3 ways to train your brain with feedback
Feedback is not perceived as fun with most employees still somewhat afraid of feedback and performance review. A recent research article investigated why people may be frightened of feedback and found Neuroscience as having the answers.
Since the beginning of time our brains have had to scan the environment for potential threats and then respond accordingly with fight or flight. Early on the trigger that set off the threat response may have been a predator, a snake, lion or tiger but nowadays the trigger is more likely to be associated with social interaction. Yet our brain still responds in the same way, with anxiety and fear.
These states are not ideal for someone receiving feedback. So we have compiled a handy list of ways in which we can help people to lose their fear of feedback.
- Feedback that is relevant and meaningful
According to Columbia University neuroscientist Kevin Ochsner cited at the NeuroLeadership Summit in Boston that ‘people who receive feedback apply it only about 30% of the time. If the person receiving the feedback doesn’t feel comfortable, this can cause the feedback to ultimately be unproductive.’ Feedback should be based on observations that are relevant and helpful to the person’s job, so that they can apply the feedback to what they’re doing.
- Feedback when needed
Adults learn best when they are caught in action. That is why feedback is better right away as opposed to three months after an event. Relying on memory is faulty as we have a tendency to fill in the gaps and change vital details. For feedback to be productive it must be frequent. This also helps turn performance reviews into an ongoing conversation.

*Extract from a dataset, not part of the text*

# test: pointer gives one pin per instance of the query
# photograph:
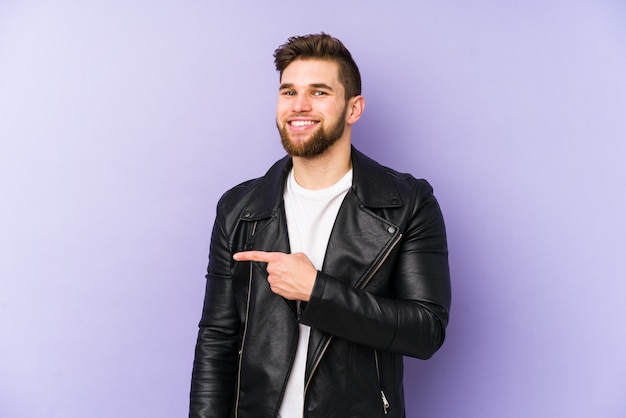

Positive feedback stimulates the reward centres in the brain which in turn equates to better learning and better employees. Even negative feedback can be given in a constructive, helpful way, by focusing only on the specific behaviour and its effect on the individual giving the feedback. Intention is important: if you approach giving feedback with a good intention, to help the person do better, then the feedback will come out in a positive way.